India US Trade Relations at Risk as Politics Trumps Economics

World

Updated on Oct - 27 - 2025, 10:24 AM

In a recent commentary, analyst Mihir Sharma explores how the economic relationship between India and the United States, which holds enormous promise, is being overshadowed by political posturing and strategic miscalculations. 

Despite prolonged negotiations signalling that a trade deal is within reach, both countries appear reluctant to compromise. For India, the pressures of asserting its strategic autonomy especially given its ties to Russia and its participation in multilateral groupings mean that accepting terms favourable to the US could be politically costly at home. For the US, domestic political imperatives and strategic calculations around China and Russia may be limiting its flexibility in trade talks. 

Sharma argues that economic sense often demands compromise: tariffs may need to be lowered, market access granted, and some domestic protections adjusted. When politics is allowed to dominate, the risk is that both nations walk away from the table with sub optimal outcomes or any deal gets so watered down that its value is lost. The commentary suggests that the real cost of letting politics dominate is not just the deal itself but the opportunity cost of delayed economic benefits jobs, investments, growth.

For India, which is targeting manufacturing, exports and global integration, being overly rigid may limit its ability to leverage the US market or benefit from technology and supply-chain linkages.

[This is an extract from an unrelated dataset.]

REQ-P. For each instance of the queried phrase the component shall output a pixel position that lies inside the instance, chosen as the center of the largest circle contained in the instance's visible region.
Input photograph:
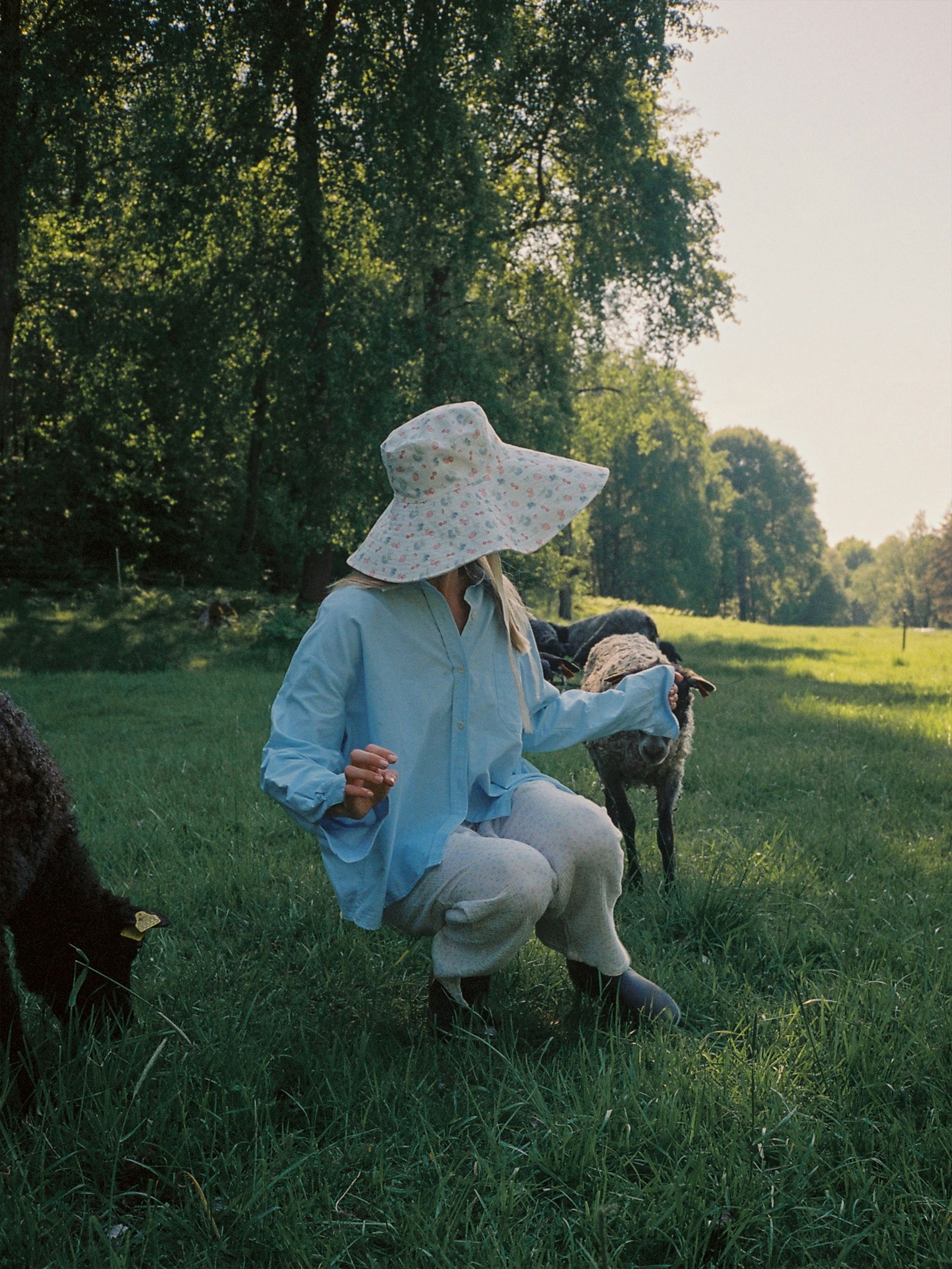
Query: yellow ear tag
(144, 922)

For the US, a strong India is useful in balancing China, but if trade becomes a zero-sum game driven by domestic politics, that strategic advantage may evaporate. The nuanced point is that neither side wins when the other loses a mutually beneficial deal requires trust, credible commitments and a willingness to share risk.

In short, the commentary cautions: if India and the US allow political agendas to override economic logic, they may end up sacrificing real growth prospects, strategic leverage, and long-term partnership. The key task is shifting the conversation from “who loses” to “how both gain” and that requires statesmen, negotiators and business leaders to push past short-term politics and align on the fundamentals of mutual economic interest.